Segundo Martins-Melo e
outros, entre 1996 e 2012, no Brasil, a média de abortos inseguros por ano foi de quase um milhão (994.465), com
base em dados oficiais do Ministério da Saúde. (Em outros estudos, se comenta
que os dados entre 1996 e 1999 fornecidos pelo Brasil foram contestados pela
OMS, que entende que estavam subestimados).

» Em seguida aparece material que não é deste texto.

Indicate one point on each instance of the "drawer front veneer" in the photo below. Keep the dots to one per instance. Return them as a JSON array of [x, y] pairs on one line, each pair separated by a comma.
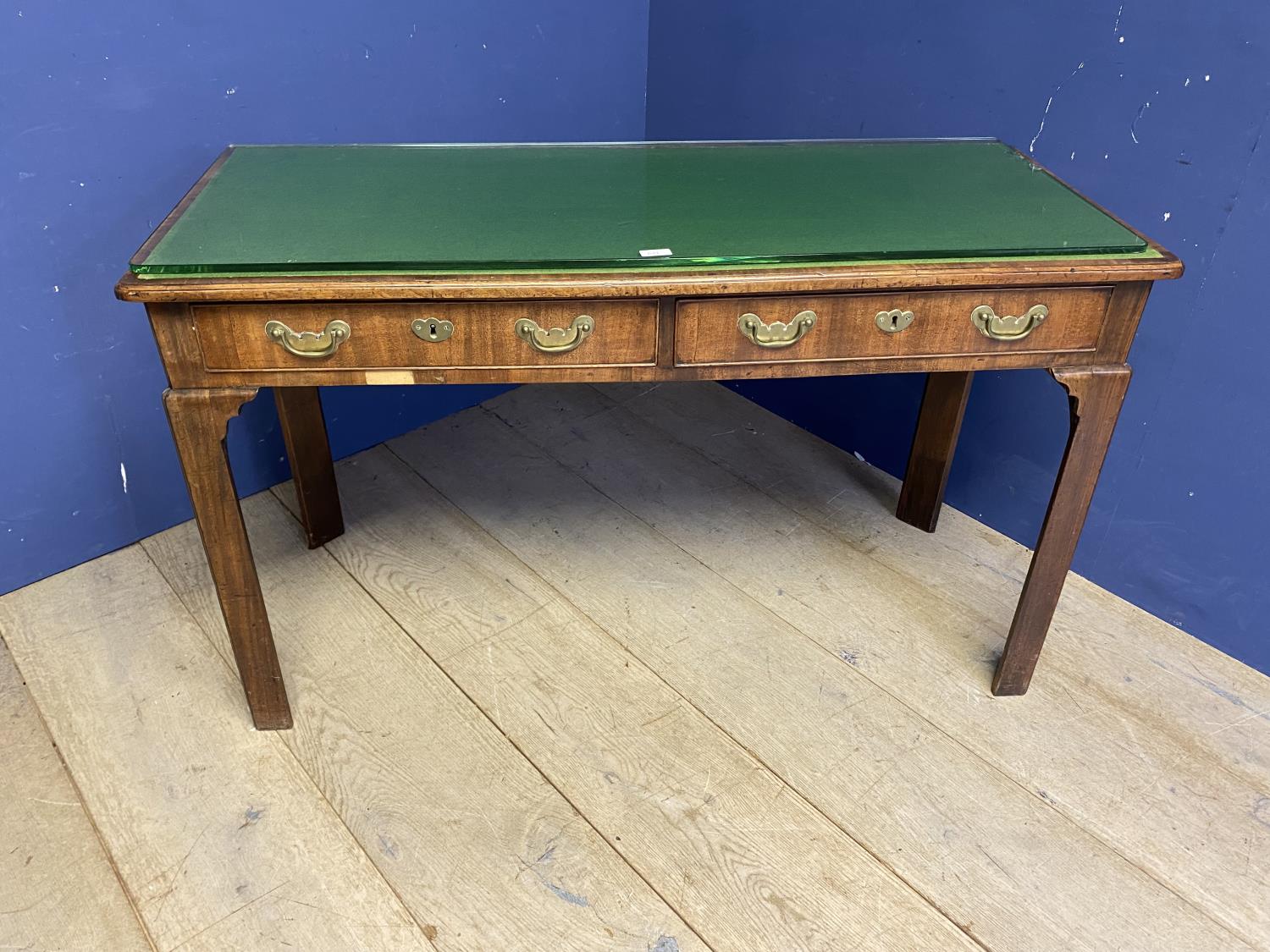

Como no Brasil o aborto legal é uma raridade (mesmo que,
em teoria, seja admitido pelo Código Penal em dois casos), o número de abortos
inseguros e de abortos em total é equivalente. Então, arredondando, a taxa de
aborto no Brasil (referida à totalidade da população) é de 5000 casos por
milhão. Em 2009, a taxa da Suécia era de 13 (treze) casos num milhão.
Aborto e Religião
Todos os argumentos contra o
aborto voluntário são de origem religiosa, ainda quando pessoas que os utilizam
se considerem seculares.
Rejeitar o aborto com base
em ideias morais pode ter sentido apenas quando se pensa em “ideias morais
baseadas na religião”. Todos têm direito de basear sua moral em uma ou mais
convicções religiosas, ou em quaisquer outros simbolismos culturais, mas é
exagerado pretender que as pessoas aceitem essas convicções como se fossem
verdades objetivas.
O problema é que, na América
Latina, a moral cristã é obrigatória.
Prova disso são os linchamentos de praticantes de religiões africanas, executadas
por turbas protegidas pelos poderes públicos, e estimuladas por apresentadores
da mídia, e lideranças eclesiais.
Algumas pessoas podem
encontrar certo consolo no seguinte fato: os últimos anos, as “opções
obrigatórias” de fé aumentaram. Até 1980, mais ou menos, em todo nosso
continente (salvo no Uruguai, que é um país laico), podia escolher-se entre o
catolicismo tradicional e a teologia da libertação. Agora, há uma nova opção
formada pelos evangélicos.
Devemos, porém, evitar um
equívoco: Nem todas as pessoas religiosas
são feminicidas. Há numerosos seguidores de religiões, incluso
tradicionais, que aceitam o aborto. Mais de 60% dos protestantes liberais dos
EUA apoiam o movimento Pró-Escolha. Na religião budista e nas chamadas religiões nativas dos países asiáticos,
a temática do aborto é quase inexistente. Também a comunidade judia não
ortodoxa é significativa pró-escolha.
Um famoso crente pró-escolha
foi o médico George Richard Tiller
(1941-2009), um luterano militante que atuava como voluntário Pró-Escolha numa
clínica de Kansas (EUA).
Ele foi baleado na cabeça
por um ativista “Pró-Vida” quando agia como auxiliar (Usher) numa igreja luterana. Alguns pastores eletrônicos, entre
eles um bem conhecido no Estado de Alabama celebraram seu assassinato.
É curioso que até os
islâmicos, apesar de sua misoginia, possuam leis sobre aborto menos restritivas
que as da América do Sul. A base da lei reprodutiva entre os muçulmanos é o Hadith (relatório) sobre a vida de
Maomé, que complementa o Corão.
A situação varia de um país
a outro, mas nenhum deles proíbe o aborto de maneira absoluta, como acontece no
Chile e na Nicarágua e, na prática, em quase todos os outros países. Havendo as
causas estabelecidas pelas interpretações do Hadith, o aborto pode realizar-se até o quarto mês, sem correr risco de ser preso como aconteceu no caso
dos médicos do RJ.
Isto não justifica, porém,
louvar a lei islâmica. Em realidade, os islâmicos permitem o aborto até o
quarto mês, por motivos tão irracionais como os que usam outros para proibi-lo.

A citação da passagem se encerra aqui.